The first close-up views of Pluto show mountains made of ice and a surprisingly young, crater-free surface, scientists with NASA's New Horizons mission said on Wednesday.
The results are the first since the piano-sized spacecraft capped a 3 billion mile (4.82 billion km), 9-1/2-year-long journey to pass within 7,800 miles (12,550 km) of Pluto on Tuesday.
New Horizons is now heading deeper into the Kuiper Belt, a region of the solar system beyond Neptune that is filled with thousands of Pluto-like ice-and-rock worlds believed to be remnants from the formation of the solar system, some 4.6 billion years ago.
Scientists do not know how Pluto formed such big mountains, the tallest of which juts almost 11,000 feet (3,350 meters) off the ground, nearly as high as the Canadian Rockies.
Another puzzle is why Pluto has such a young face. The icy body, which is smaller than Earth's moon, should be pocked with impact craters, the result of Kuiper Belt rocks and boulders raining down over the eons.
Instead, New Horizons revealed that the surface of Pluto has somehow been refreshed, activity that may be tied to an underground ocean, ice volcanoes or other geologic phenomenon that gives off heat.
Scientists believe Pluto's mountains likely formed within the last 100 million years, a relative blink compared to the age of the solar system.
New Horizon's first close-up, which covered a patch of ground about 150 miles (241 km) near Pluto's rugged equatorial region, even has scientists wondering if the icy world is still geologically active.
"Pluto has so much diversity. We're seeing so many different features ... there’s nothing like it," New Horizons scientist Cathy Olkin told reporters at Johns Hopkins University Applied Physics Lab where the mission control center is located.

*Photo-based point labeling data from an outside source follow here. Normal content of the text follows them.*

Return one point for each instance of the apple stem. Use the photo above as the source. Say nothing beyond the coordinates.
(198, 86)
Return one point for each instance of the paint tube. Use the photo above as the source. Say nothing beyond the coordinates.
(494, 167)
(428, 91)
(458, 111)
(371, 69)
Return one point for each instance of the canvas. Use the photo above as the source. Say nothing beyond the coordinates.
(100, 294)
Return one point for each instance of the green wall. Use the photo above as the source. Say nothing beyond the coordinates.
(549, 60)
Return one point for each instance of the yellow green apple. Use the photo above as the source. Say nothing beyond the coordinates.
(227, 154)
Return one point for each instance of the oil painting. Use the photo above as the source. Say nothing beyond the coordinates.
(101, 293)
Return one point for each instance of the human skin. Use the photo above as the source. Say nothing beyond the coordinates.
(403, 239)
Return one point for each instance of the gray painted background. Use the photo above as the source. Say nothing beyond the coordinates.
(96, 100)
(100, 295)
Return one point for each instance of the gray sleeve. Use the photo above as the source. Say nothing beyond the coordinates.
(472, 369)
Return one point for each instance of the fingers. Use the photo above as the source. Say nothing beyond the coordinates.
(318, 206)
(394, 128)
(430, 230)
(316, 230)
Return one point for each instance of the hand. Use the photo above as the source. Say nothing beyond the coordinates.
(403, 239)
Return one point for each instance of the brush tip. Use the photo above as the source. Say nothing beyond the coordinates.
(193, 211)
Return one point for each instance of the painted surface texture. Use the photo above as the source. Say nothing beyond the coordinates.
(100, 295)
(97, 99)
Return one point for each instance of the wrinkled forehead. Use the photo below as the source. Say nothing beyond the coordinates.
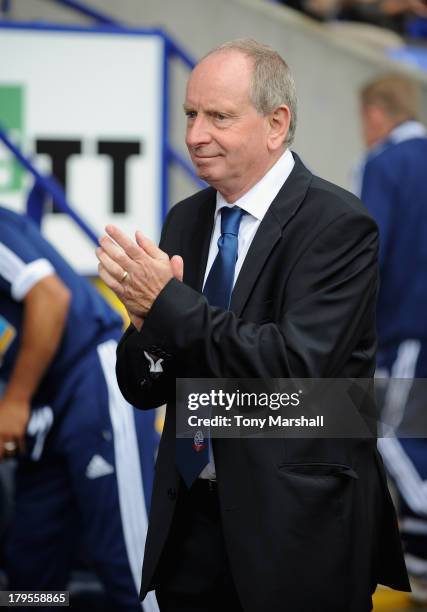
(223, 74)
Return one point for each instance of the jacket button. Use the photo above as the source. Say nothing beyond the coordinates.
(172, 494)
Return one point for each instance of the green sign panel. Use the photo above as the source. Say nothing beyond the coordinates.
(12, 120)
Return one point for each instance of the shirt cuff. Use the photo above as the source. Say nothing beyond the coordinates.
(30, 275)
(155, 366)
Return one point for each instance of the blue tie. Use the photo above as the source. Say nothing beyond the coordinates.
(193, 454)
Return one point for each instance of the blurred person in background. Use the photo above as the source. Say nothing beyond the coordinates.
(391, 14)
(392, 182)
(63, 417)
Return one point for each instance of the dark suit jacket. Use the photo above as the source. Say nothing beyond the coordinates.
(295, 518)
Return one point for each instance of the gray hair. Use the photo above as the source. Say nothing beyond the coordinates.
(272, 81)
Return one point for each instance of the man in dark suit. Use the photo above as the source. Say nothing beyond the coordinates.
(286, 288)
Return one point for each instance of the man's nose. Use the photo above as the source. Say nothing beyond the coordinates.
(198, 132)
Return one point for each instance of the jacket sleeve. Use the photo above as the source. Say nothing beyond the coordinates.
(329, 301)
(142, 388)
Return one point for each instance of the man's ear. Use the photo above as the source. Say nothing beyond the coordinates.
(279, 121)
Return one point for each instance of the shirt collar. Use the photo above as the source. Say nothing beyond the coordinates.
(257, 200)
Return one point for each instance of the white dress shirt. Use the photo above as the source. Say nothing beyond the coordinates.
(255, 203)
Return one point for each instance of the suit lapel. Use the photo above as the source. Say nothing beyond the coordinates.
(281, 211)
(199, 237)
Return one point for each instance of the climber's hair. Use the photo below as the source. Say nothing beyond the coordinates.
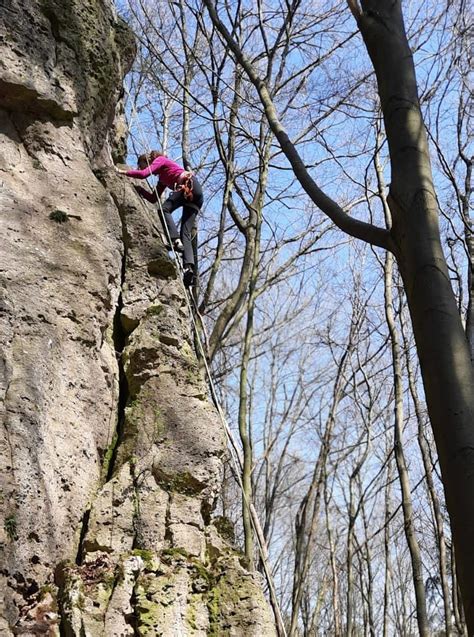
(148, 158)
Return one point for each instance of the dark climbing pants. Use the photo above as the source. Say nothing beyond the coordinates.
(188, 219)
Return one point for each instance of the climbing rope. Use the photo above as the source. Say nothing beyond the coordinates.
(235, 453)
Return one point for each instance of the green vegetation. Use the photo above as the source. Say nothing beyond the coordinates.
(10, 527)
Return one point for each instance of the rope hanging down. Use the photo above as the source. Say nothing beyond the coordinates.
(235, 453)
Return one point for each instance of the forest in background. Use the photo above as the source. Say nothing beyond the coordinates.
(310, 339)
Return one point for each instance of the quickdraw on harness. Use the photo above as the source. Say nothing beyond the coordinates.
(186, 185)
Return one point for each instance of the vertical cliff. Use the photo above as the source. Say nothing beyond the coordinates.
(110, 453)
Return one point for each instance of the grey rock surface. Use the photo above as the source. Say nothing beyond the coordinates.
(110, 452)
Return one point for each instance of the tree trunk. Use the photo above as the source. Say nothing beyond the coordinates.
(440, 338)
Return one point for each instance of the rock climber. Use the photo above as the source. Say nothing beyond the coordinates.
(186, 192)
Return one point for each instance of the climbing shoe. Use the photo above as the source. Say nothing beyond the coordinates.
(188, 275)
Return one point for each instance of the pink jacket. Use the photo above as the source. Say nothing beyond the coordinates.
(167, 170)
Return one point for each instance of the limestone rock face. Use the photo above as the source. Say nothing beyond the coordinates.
(110, 452)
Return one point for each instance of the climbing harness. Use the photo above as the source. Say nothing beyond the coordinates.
(235, 453)
(186, 186)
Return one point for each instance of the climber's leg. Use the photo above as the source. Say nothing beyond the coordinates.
(175, 200)
(187, 223)
(190, 212)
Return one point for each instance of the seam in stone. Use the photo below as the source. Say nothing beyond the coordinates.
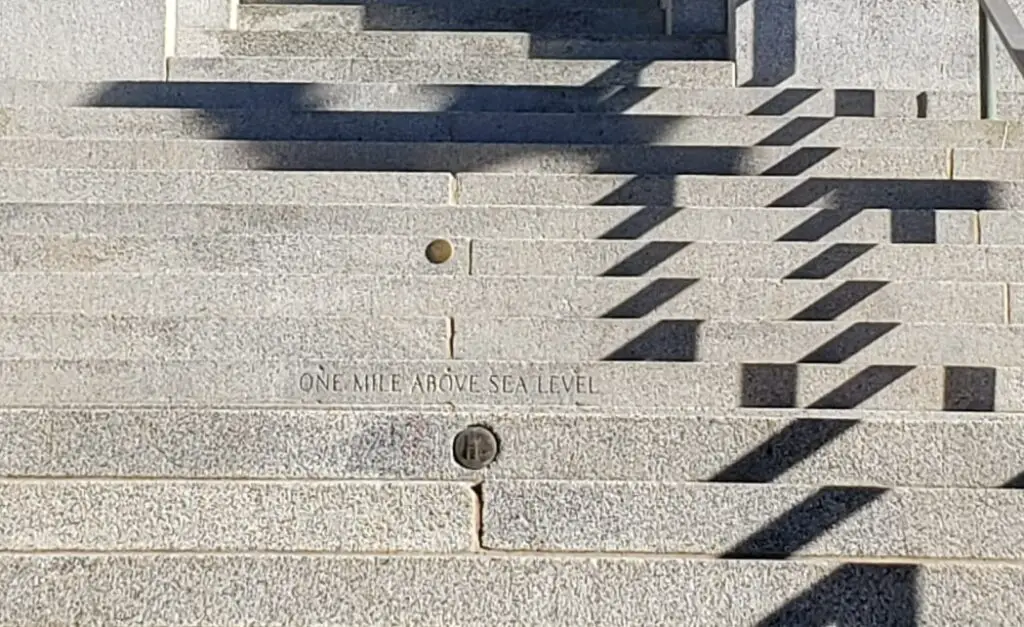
(170, 35)
(1006, 301)
(451, 338)
(478, 515)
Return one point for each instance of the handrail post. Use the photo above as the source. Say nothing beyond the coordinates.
(986, 58)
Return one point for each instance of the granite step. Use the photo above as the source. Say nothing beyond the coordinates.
(532, 129)
(849, 195)
(470, 157)
(231, 186)
(521, 339)
(754, 521)
(199, 337)
(587, 222)
(761, 101)
(315, 254)
(525, 16)
(711, 385)
(450, 45)
(863, 343)
(474, 590)
(184, 515)
(416, 295)
(566, 73)
(281, 254)
(760, 446)
(808, 260)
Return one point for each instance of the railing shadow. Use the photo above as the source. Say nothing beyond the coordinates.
(852, 594)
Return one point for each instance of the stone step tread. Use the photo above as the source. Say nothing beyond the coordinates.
(296, 382)
(290, 254)
(451, 45)
(223, 186)
(542, 129)
(753, 520)
(976, 192)
(375, 590)
(201, 336)
(316, 189)
(641, 223)
(66, 336)
(732, 298)
(712, 339)
(307, 253)
(432, 97)
(160, 515)
(785, 447)
(812, 260)
(483, 71)
(470, 157)
(557, 17)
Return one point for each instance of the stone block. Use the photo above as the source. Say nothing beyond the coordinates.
(718, 340)
(411, 296)
(228, 254)
(792, 447)
(451, 46)
(484, 72)
(905, 261)
(83, 40)
(50, 185)
(176, 515)
(70, 337)
(411, 590)
(462, 383)
(825, 193)
(464, 157)
(863, 44)
(744, 520)
(204, 14)
(659, 223)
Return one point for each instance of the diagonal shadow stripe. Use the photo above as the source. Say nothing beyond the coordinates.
(795, 130)
(647, 258)
(849, 342)
(967, 388)
(830, 260)
(653, 295)
(668, 340)
(799, 162)
(784, 101)
(840, 300)
(783, 451)
(854, 594)
(861, 386)
(825, 509)
(640, 223)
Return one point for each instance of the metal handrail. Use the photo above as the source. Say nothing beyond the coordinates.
(996, 18)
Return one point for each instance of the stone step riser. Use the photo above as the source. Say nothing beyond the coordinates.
(655, 223)
(313, 516)
(370, 96)
(473, 16)
(527, 339)
(713, 386)
(753, 520)
(300, 295)
(934, 137)
(451, 46)
(471, 72)
(318, 189)
(808, 447)
(513, 258)
(467, 157)
(448, 590)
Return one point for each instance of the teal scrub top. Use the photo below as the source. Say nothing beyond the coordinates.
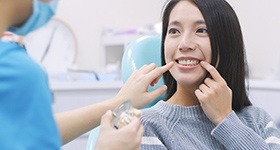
(26, 118)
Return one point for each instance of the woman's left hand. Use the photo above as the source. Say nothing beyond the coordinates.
(214, 95)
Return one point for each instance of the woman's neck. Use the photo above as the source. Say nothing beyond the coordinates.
(184, 97)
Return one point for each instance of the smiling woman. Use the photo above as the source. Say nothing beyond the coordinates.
(207, 106)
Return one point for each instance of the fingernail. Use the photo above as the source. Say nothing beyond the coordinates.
(108, 112)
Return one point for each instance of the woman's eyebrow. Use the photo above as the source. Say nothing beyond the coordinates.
(199, 22)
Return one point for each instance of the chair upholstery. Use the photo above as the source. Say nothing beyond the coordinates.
(144, 50)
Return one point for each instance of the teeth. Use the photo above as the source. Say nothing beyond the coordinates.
(188, 62)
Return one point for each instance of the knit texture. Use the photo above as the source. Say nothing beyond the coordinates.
(175, 127)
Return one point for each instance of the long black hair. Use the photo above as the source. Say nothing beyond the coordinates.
(226, 43)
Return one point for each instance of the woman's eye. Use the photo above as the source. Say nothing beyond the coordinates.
(173, 31)
(202, 31)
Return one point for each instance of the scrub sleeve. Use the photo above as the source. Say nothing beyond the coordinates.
(26, 118)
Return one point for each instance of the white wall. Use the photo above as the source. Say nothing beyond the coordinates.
(259, 19)
(89, 17)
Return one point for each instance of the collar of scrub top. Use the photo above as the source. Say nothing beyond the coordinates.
(12, 38)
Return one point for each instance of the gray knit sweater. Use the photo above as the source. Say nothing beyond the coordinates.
(175, 127)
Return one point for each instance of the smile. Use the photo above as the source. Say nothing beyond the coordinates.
(188, 62)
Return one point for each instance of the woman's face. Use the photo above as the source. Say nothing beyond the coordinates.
(187, 43)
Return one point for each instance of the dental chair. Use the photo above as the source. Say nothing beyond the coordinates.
(144, 50)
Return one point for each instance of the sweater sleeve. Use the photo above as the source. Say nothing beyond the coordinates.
(258, 133)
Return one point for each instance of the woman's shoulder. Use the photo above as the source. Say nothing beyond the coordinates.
(256, 115)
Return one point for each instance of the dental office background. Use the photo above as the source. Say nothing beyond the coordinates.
(81, 49)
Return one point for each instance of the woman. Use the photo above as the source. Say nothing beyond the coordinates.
(26, 117)
(207, 106)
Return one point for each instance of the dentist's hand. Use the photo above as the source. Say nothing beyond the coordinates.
(214, 95)
(126, 138)
(136, 87)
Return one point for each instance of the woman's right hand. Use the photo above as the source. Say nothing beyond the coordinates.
(136, 87)
(125, 138)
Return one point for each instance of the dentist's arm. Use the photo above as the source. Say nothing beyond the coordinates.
(74, 123)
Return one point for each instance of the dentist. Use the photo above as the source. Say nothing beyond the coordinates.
(26, 117)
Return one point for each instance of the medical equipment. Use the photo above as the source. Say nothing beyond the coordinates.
(124, 113)
(144, 50)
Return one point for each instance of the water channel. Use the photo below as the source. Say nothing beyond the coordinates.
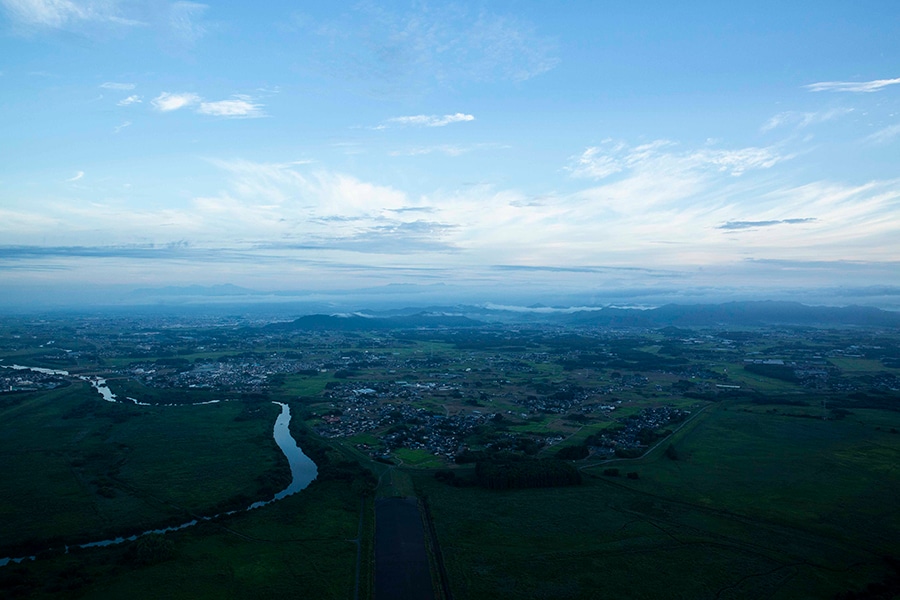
(303, 469)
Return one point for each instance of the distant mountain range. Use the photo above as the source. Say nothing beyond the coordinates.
(731, 314)
(357, 322)
(737, 314)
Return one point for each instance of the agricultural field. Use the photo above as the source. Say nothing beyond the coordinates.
(554, 463)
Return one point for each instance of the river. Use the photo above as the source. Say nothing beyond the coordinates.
(303, 469)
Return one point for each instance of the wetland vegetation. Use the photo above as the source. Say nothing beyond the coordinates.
(548, 461)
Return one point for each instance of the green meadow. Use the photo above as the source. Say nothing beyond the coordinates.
(78, 468)
(754, 506)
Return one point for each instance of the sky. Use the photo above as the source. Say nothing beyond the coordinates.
(502, 151)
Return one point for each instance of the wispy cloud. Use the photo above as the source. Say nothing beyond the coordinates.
(239, 106)
(133, 99)
(167, 102)
(611, 157)
(801, 120)
(732, 225)
(431, 120)
(122, 87)
(399, 51)
(852, 86)
(886, 135)
(184, 21)
(60, 14)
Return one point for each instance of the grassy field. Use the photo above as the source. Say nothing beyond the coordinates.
(756, 506)
(76, 467)
(300, 546)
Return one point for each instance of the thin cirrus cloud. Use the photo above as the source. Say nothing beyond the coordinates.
(120, 87)
(611, 157)
(167, 102)
(737, 225)
(133, 99)
(430, 120)
(801, 120)
(852, 86)
(238, 106)
(63, 14)
(883, 136)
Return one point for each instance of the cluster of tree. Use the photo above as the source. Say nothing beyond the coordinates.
(516, 472)
(331, 464)
(782, 372)
(451, 478)
(576, 452)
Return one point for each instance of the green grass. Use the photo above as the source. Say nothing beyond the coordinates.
(305, 385)
(419, 458)
(757, 506)
(75, 467)
(298, 546)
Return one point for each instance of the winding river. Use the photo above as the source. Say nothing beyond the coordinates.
(303, 469)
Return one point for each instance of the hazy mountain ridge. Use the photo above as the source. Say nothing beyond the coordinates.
(731, 314)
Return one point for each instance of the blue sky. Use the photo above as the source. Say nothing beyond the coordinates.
(597, 148)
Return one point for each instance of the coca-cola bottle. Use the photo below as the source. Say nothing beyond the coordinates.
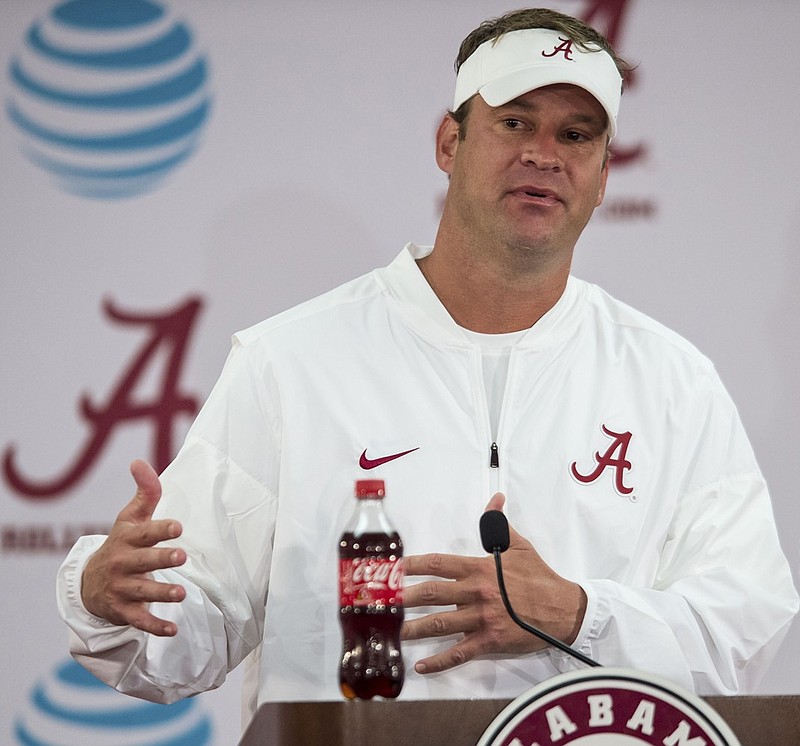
(371, 594)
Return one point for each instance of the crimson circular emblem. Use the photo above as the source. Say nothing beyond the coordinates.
(608, 707)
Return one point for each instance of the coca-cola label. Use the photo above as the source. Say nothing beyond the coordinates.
(371, 581)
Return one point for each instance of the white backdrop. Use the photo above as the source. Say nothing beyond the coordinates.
(314, 163)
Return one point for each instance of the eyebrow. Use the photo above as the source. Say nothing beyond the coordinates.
(519, 103)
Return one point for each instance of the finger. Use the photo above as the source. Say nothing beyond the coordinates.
(460, 653)
(441, 624)
(145, 561)
(496, 502)
(138, 616)
(150, 533)
(450, 566)
(148, 493)
(436, 593)
(145, 590)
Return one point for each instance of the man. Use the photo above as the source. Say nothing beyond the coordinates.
(475, 370)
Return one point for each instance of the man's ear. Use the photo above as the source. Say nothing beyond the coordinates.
(603, 179)
(447, 143)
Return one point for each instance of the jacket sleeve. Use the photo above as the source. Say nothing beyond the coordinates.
(222, 488)
(722, 598)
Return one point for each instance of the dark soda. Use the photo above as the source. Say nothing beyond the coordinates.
(371, 604)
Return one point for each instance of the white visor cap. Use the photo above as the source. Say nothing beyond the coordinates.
(520, 61)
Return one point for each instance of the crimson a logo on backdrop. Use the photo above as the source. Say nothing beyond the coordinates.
(108, 98)
(610, 16)
(169, 335)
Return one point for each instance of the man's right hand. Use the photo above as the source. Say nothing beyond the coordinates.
(117, 583)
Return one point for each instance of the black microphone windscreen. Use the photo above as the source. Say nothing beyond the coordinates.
(494, 531)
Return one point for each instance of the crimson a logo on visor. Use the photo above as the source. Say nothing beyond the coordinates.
(372, 463)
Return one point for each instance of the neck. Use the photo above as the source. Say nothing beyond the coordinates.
(492, 290)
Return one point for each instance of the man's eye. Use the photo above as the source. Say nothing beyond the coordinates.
(576, 136)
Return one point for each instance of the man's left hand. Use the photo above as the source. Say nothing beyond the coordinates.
(538, 594)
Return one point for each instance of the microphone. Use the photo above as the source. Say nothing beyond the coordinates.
(495, 540)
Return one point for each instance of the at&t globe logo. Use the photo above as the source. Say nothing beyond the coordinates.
(70, 706)
(108, 97)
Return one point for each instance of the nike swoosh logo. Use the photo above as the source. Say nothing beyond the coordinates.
(371, 463)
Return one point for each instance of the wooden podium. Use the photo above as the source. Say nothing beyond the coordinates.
(756, 721)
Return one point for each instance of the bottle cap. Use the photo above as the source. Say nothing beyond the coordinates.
(366, 488)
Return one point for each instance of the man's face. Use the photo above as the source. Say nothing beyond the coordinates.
(528, 174)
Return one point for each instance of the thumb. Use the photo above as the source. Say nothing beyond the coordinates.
(148, 493)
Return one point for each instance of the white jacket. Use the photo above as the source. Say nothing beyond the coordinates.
(622, 457)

Another surprise was Pluto's primary moon, Charon, which was believed to be geologically dead. Instead, New Horizons found troughs, cliffs and giant canyons - all evidence of internal processes.
"Charon just blew our socks off," said Olkin.
So far only a fraction of the thousands of pictures and science measurements collected by New Horizons during its traverse through the Pluto system have been relayed. The data will be transmitted back to Earth over the next 16 months.
"I don't think any one of us could have imagined that it was this good of a toy store," said New Horizons' lead scientist Alan Stern.